Traditionally, we head into the holiday season where, believe it or not, the average person gains in the neighborhood of 15 pounds between Halloween and New Year’s Day. And I think we all know that’s not lean muscle we’re talking about. We’re surrounded by temptations, we eat fatty foods and way more sweets than usual, and we find it way too easy to turn on a nice Christmas television special or bowl game and just park it for many hours.
Sure, we deserve breaks and a chance to relax, and who doesn’t enjoy trying special treats the neighbors have dropped off? We all have to indulge a little. That’s OK! It is the holidays and there are many festivities to participate in.
The best news in all of this is that you can enjoy the holidays, try a lot of different culinary creations, and still be the healthiest “you” ever. You can have a wonderfully healthy, lean holiday season that leaves you entering the new year leaner, feeling better, and the envy of all of your friends who overindulged and are now in the workout club paying for it.
Here are some tips to help you look great, feel great, and emerge from the holidays proud of the choices you’ve made in support of your wellness program:
- Don’t supersize. Go for small portions, or at least reasonable ones. Moderation is always the key. Just because it’s the holidays doesn’t mean you have to go crazy and fill two plates when you normally only have one.
- Make a conscious effort to limit fatty foods and processed food. Organic and natural is the way to go for your health and heart.
- Treat yourself to a nice drink, dessert, chocolate or baked treat without guilt, but limit yourself to one until the next time.
- Drink “low-fat” eggnog. Look, there’s no excuse, the low-fat or soy versions taste just as good with half the calories. This is a “no-brainer”.
- Don’t go to a party hungry, eat something before you go. You’re not going to miss out. Chances are they’re not going to serve food for an hour or two anyway. If you refrain from starving yourself or showing up famished, you will tend not to overeat.
- Stay away from holiday “buffets”. Period.
- Drink less alcohol or abstain altogether. Folks, these are empty calories. Ladies, alcohol weight goes right to your rear end and thighs. Guys, your mid-section takes the hit on this one.

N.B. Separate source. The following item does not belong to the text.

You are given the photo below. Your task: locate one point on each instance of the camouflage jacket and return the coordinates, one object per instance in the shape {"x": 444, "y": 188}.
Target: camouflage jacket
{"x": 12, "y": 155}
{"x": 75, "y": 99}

We all know that spare tire is a killer to get rid of in January or February. Don’t even go there. Try small portions, light beer, and drinks that are less heavy.
- Drink a lot of water. Alcohol and coffee can dehydrate your body quickly and in the craziness of our holiday calendars and events we can forget to drink any for hours.
- Aim for seven helpings of fresh fruits and vegetables per day. There are plenty of great options usually available throughout the season, such as squashes, fresh berries, tangerines, grapes, green beans, sweet potato, asparagus, and leafy greens.
- Keep a regular workout plan throughout the holidays and your time off, even if it’s simply taking walks around the neighborhood, stretching, or at-home yoga. Get those muscles working and your blood moving!
- Eat nuts as a nice protein alternative to high-fat chips, dips, and processed junk. The chip aisle at the supermarket is a rocketship to weight gain.
- Don’t spend 12 hours in front of the television just because there’s no school or schedule that day. Get outside, take on a new project, volunteer, help a neighbor or family member. Get in the act of routinely “doing” and not simply “watching”. It burns way more calories.
- Learn to say “no thank you” politely. It’s alright to turn someone down for a sweet or fatty food. If they’re your true friend they will respect your goals you’ve set for yourself and support your boundaries. If they don’t, that’s on them, not you.
- Realize that “you” are in charge of what you want to become with regards to your own health and wellness. There are going to be times where it’s just you and the treat tray and you have to stay committed even when nobody’s watching. You can do it!